I know of this version of the correspondence theorem for Groups (From Herstein's Abstract Algebra):
''Let $\phi$ be a group homomorphism from G onto G' with kernel $K$. If $H' \leq G'$ and $H = \{ a \in G : \phi(a) \in H '\}$, then $H$ is a subgroup of $G$ that contains $K$ and $H/K \cong H'$.
To illustrate this, consider the following homomorphism $\phi$ from $S_4$ to $S_3$: Partition the set of 4 indices $\{1,2,3,4\}$ into pairs of subsets in the following way:
$\Pi_1 = \{1,2\} \cup \{3,4\}$
$\Pi_2 = \{1,3\} \cup \{2,4\}$
$\Pi_3 = \{1,4\} \cup \{2,3\}$.
Then take say the cycle $(1234)$ in $S_4$ and let it act on each of the $\Pi_i's$.

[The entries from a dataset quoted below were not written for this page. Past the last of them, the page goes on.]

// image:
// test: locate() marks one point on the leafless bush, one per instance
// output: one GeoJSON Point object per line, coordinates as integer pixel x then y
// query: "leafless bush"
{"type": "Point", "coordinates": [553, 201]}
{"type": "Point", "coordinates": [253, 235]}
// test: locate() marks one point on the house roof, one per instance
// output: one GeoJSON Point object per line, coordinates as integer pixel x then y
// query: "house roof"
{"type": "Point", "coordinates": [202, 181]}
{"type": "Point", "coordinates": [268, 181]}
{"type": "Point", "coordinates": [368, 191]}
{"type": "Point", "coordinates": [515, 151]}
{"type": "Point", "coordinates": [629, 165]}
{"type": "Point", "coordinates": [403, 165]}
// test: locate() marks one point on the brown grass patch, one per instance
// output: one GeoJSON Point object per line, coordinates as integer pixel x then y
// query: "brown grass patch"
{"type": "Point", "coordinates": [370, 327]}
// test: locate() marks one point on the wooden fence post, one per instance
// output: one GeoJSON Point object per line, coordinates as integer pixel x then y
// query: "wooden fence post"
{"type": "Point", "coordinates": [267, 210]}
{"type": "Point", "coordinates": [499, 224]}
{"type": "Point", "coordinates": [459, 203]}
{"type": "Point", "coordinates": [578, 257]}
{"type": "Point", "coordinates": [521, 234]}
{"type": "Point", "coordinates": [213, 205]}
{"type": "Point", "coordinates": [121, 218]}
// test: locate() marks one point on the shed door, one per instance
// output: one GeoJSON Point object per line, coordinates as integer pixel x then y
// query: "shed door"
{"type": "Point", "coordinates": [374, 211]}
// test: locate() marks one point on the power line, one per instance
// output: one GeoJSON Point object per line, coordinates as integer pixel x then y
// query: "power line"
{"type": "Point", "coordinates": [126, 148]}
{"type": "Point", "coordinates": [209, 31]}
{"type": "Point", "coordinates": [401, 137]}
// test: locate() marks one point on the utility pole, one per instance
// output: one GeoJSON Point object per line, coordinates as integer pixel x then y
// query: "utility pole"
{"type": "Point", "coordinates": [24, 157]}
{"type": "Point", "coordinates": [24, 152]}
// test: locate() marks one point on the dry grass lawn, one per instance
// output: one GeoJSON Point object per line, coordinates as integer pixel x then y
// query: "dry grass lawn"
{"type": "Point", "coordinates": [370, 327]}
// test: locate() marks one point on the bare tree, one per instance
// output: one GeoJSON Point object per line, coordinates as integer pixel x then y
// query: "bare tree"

It should be immediate that $(1234)$ switches $\Pi_1$ and $\Pi_3$ while fixing $\Pi_2$. So we see can define $\phi$ by the action of $(1234)$ on the $\Pi_i's$ (I don't even know if this is correct terminology). In addition we see that $(1234)$ is mapped to $(13)(2)$ in $S_3$.
So now if I consider the subgroup $H' = \{e, (12)\}$ of $S_3$, we can see that the kernel of $\phi$ contains the elements $\{e, (12)(34), (13)(24), (14)(23) \}$. So if we form the quotient $H/K$, it will just contain the elements $\{ [e], [(1324)] \}$. It is then apparent that $H/K$ is isomorphic to $H'$.
However I also know that there is a one to one correspondence between the subgroups of $S_4$ containing the kernel and $S_3$. For example another such correspondence would be between the alternating group $A_4 \leq S_4$ and the subgroup in $S_3$ generated by the cycle $(123)$.
For any groups $G$, $G'$ and $H, H'$ defined as above, how is $H/K \cong H'$ equivalent to there being a bijective correspondence between the subgroups of $G'$ and those of $G$ containing the kernel?
Thanks.